For the characters, maybe it would be more interesting to look at the imdb_principals dataset.

In [22]:
#def get_page_info(article_id):
#    try:
#        page = wikipedia.page(pageid=article_id)
#        return 0
#    except PageError:
#        #print(f"Page with Article ID {article_id} does not exist.")
#        return 1
#    except DisambiguationError:
#        return 2

In [341]:
#all_unique_wikipedia_ids = (movies['Wikipedia movie ID']).to_list()
#
#valid_ids = 0
#false_ids = 0
#ambiguous_ids = 0
#
#for page_id in all_unique_wikipedia_ids :
#    page_info = get_page_info(int(page_id))
#    if page_info == 0 :
#        valid_ids +=1
#    elif page_info == 1 :
#        false_ids+=1
#    elif page_info == 2 : 
#        ambiguous_ids+=1
#
#print('Out of the', len(all_unique_wikipedia_ids), 'unique Wikipedia Movie IDs in the movies dataset,', str(false_ids), 'do not lead to a wikipedia page at all,', str(ambiguous_ids), 'lead to ambiguous pages and finally', str(valid_ids), 'are correct.')

### Matching IMDb & CMU informations :


Let's say we decide to only keep the 74k out of 82k movies where we can retrieve the IMDb ID per the Wiki data crawling method as our dataset.

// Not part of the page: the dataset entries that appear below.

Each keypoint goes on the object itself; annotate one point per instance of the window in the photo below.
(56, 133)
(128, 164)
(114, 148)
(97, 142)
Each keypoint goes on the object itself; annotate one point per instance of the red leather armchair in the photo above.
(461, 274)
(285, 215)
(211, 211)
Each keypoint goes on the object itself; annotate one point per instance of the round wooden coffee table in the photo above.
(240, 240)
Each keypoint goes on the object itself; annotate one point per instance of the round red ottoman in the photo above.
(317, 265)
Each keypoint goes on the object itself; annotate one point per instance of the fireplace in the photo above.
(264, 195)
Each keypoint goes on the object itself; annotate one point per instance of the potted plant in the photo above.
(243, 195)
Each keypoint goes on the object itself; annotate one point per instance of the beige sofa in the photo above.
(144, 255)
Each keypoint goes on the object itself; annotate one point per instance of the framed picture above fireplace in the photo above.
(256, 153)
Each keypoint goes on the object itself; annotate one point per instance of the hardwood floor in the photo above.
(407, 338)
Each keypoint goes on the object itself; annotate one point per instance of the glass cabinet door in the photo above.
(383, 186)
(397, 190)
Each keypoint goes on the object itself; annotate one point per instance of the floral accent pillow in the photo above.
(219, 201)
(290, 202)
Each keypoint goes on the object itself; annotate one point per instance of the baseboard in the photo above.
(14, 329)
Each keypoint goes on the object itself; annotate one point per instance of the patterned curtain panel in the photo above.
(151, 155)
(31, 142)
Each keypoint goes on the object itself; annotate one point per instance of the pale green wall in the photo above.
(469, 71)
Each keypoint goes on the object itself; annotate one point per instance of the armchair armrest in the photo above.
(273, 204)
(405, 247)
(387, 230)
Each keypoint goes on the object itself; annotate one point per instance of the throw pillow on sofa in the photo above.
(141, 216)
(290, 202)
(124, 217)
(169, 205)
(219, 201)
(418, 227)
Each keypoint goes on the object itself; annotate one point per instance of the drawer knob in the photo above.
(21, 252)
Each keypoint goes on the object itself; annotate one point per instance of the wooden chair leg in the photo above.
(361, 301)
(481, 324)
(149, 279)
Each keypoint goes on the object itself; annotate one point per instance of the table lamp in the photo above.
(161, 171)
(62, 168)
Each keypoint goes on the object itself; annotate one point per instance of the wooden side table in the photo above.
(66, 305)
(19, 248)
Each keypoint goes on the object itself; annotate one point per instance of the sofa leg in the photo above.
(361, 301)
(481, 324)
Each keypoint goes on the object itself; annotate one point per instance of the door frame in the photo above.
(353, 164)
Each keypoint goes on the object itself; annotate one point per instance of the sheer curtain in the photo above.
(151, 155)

A first thing that we can do is use the mapping produced to get, from IMDb, only the persons that are part of movies in the CMU :

In [11]:
#File containing the IMDb mapping of our CMU movies to the IMDB ids
mapping_02 = pd.read_csv('generated/wp2imdb_02.csv')

In [12]:
imdb_people_exploded = imdb_people.copy()
imdb_people_exploded['knownForTitles'] = imdb_people['knownForTitles'].str.split(',')
imdb_people_exploded = imdb_people_exploded.explode(['knownForTitles'])

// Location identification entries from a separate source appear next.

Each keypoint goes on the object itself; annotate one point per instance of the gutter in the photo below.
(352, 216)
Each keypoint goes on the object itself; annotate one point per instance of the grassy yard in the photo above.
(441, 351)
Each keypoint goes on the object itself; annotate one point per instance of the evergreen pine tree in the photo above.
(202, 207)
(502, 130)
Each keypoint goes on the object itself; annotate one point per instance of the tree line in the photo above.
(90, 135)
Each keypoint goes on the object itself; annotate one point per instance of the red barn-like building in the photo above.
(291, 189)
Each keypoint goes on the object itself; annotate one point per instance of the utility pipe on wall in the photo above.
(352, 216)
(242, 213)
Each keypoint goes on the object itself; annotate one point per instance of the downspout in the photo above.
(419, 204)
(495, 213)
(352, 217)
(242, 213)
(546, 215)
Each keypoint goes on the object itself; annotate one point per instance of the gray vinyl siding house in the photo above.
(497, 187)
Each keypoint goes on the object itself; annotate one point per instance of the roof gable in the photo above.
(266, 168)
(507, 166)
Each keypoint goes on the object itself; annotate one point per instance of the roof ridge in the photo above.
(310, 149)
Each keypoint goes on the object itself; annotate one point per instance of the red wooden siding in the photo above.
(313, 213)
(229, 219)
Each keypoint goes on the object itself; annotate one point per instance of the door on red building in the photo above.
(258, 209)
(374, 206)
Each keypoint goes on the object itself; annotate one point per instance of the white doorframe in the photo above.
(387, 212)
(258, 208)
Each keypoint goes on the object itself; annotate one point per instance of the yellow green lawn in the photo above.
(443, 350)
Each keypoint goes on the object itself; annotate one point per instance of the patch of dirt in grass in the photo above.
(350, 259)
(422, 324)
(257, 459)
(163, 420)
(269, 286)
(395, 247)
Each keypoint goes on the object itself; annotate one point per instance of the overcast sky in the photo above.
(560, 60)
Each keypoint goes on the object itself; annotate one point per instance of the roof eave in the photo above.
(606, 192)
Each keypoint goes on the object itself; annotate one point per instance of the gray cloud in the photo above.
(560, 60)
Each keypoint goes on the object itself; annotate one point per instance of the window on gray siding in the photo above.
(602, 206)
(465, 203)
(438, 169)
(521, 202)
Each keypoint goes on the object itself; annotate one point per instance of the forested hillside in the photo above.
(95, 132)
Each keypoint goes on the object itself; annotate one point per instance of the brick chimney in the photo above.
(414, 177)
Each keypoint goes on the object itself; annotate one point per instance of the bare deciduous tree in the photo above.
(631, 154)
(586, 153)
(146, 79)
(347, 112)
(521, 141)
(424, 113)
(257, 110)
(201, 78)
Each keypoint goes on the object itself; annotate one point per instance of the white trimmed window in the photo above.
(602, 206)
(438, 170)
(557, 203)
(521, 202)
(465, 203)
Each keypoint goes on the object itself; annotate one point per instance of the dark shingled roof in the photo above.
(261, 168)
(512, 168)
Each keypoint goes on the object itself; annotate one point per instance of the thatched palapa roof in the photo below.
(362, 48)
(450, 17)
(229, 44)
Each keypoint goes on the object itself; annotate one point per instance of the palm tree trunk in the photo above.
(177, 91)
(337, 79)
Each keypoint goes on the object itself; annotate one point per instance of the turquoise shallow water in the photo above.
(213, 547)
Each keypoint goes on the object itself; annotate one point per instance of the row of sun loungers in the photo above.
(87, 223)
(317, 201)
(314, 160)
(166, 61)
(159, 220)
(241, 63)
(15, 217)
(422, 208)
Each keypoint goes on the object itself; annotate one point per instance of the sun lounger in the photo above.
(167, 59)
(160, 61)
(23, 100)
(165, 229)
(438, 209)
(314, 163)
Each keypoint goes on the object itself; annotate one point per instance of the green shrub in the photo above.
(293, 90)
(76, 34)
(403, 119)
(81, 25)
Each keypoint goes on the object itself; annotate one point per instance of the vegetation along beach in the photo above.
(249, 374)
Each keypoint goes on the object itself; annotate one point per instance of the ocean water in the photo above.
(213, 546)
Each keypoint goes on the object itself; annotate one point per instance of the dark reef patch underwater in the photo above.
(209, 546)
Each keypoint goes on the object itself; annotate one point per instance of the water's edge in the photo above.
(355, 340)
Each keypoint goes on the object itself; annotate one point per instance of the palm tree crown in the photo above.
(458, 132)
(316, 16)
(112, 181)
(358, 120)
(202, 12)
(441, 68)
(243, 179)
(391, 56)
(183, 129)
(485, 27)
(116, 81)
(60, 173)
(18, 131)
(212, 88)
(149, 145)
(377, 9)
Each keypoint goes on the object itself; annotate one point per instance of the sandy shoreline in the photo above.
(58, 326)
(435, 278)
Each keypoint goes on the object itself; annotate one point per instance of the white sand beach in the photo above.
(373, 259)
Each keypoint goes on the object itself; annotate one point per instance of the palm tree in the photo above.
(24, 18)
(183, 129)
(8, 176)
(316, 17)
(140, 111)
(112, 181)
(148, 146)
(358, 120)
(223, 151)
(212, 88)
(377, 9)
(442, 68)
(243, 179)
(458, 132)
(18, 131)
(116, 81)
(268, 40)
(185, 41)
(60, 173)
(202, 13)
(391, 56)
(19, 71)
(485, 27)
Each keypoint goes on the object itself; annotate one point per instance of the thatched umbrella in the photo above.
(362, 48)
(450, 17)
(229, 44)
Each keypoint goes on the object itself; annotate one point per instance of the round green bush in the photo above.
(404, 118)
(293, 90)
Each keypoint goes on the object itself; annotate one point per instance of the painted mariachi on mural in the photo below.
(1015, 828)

merged_ipe = pd.merge(imdb_people_exploded, mapping_02, how='inner', left_on='knownForTitles', right_on='imdb')
unique_persons = merged_ipe.drop_duplicates(subset='nconst', keep='first')

In [13]:
unique_persons

Unnamed: 0,nconst,primaryName,birthYear,deathYear,primaryProfession,knownForTitles,freebase,imdb
0,nm0000001,Fred Astaire,1899.0,1987.0,"soundtrack,actor,miscellaneous",tt0053137,/m/02qmrw4,tt0053137
1,nm0001257,Ava Gardner,1922.0,1990.0,"actress,soundtrack,stunts",tt0053137,/m/02qmrw4,tt0053137
2,nm0006104,Ernest Gold,1921.0,1999.0,"music_department,composer,soundtrack",tt0053137,/m/02qmrw4,tt0053137
3,nm0026634,Donna Anderson,1939.0,,actress,tt0053137,/m/02qmrw4,tt0053137
4,nm0062365,Ken Baumgartner,,,actor,tt0053137,/m/02qmrw4,tt0053137
...,...,...,...,...,...,...,...,...
2229178,nm9965212,Vijay Babu Maganti,,,producer,tt8685998,/m/03wbqmr,tt8685998
2229179,nm9973247,Dhamodharan N.,,,director,tt8702662,/m/02r1d8t,tt8702662
2229181,nm9987091,A.P. Sathyan,,,assistant_director,tt0292023,/m/047ng4x,tt0292023
2229182,nm9987092,G. Ramamoorthy,,,camera_department,tt0292023,/m/047ng4x,tt0292023


From the original 12M~ number of unique persons originally present in the _imdb_people_ dataset, we can extract approximately 1.5M that worked, in all fields of the production, on movies that are part of the CMU corpus, based on the matching between Freebase and IMDb IDS.